Die Verwalter der archäologischen Stätte haben zusätzliche Sicherheitsmaßnahmen getroffen, um die Anlage zu schützen. Schon seit 2006 dürfen Besucher nicht mehr auf die Kukulcán-Pyramide steigen. Kimberley Kaplan respektiert dies und bleibt vor dem Tempel des Donnergottes sitzen.

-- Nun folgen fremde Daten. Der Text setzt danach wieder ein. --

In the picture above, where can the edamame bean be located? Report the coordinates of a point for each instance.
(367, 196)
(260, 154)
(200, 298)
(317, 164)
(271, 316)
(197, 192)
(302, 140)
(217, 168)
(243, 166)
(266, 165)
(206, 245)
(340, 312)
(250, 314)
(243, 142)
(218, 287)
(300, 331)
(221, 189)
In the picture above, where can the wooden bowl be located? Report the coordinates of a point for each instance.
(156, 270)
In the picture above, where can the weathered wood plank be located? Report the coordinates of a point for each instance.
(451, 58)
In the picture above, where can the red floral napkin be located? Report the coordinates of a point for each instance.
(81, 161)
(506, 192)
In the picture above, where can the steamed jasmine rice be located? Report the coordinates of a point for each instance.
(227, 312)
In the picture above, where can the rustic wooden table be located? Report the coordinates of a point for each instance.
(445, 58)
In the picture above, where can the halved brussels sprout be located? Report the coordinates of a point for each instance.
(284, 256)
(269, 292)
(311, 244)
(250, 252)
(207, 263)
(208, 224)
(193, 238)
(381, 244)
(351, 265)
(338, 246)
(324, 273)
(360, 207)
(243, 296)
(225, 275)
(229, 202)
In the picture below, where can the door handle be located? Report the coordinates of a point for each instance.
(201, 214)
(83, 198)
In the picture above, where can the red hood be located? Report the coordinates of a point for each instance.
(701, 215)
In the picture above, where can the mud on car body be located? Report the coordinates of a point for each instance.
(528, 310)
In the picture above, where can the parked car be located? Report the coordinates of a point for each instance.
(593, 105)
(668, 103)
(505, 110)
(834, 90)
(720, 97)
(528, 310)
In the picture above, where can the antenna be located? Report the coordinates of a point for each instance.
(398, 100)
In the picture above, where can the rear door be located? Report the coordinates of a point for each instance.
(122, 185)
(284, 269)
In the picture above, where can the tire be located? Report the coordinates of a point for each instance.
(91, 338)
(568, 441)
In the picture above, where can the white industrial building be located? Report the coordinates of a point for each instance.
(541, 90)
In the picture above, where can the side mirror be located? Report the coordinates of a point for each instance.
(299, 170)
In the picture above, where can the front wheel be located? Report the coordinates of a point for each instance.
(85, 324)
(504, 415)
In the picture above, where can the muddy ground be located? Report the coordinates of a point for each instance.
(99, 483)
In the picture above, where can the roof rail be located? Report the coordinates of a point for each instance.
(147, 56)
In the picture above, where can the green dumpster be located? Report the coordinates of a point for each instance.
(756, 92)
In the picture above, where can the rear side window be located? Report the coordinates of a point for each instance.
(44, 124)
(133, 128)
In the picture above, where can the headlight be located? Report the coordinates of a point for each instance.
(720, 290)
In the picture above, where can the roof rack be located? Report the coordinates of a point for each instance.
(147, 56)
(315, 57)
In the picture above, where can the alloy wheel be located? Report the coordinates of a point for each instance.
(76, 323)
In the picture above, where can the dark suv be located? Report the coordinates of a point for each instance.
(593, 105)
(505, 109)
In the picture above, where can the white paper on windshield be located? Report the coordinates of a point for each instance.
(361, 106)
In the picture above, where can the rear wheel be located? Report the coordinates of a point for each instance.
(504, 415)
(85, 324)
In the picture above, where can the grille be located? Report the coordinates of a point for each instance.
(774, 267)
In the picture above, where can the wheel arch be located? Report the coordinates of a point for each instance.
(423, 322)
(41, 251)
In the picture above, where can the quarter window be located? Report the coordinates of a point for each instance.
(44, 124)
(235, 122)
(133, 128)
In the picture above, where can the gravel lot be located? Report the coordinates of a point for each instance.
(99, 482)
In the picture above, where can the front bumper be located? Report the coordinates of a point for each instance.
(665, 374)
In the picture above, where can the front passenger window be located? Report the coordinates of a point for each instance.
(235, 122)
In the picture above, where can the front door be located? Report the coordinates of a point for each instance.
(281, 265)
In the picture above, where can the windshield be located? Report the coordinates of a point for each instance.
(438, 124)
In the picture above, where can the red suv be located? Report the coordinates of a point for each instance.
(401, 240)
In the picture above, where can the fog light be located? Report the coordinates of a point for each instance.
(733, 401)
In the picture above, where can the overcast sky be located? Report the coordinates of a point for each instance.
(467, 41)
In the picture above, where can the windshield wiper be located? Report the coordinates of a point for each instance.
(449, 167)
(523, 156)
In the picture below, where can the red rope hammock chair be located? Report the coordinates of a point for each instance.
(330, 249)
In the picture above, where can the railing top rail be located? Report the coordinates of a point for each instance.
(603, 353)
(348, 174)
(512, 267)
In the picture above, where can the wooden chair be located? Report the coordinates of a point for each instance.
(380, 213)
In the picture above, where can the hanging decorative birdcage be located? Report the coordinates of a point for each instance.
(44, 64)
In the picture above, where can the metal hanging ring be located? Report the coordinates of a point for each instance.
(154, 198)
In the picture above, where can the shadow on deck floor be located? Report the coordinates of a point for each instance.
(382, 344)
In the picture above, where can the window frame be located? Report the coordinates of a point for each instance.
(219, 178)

„Schade, sehr schade, woanders kann man auf die Pyramiden steigen, hier ist alles geschlossen“, klagt dagegen ein deutscher Tourist, der mit seiner Frau schon mehrere archäologische Stätten in Mexiko besucht hat. Das Paar aus Stuttgart ist extra einen Tag vor dem 21. Dezember nach Chichén Itzá gereist, um dem erwarteten Massenandrang zu entgehen. „Und wenn dann die Welt untergeht, sind wir dabei nicht mehr in erster Reihe“, erklärt er. Seine Frau lacht.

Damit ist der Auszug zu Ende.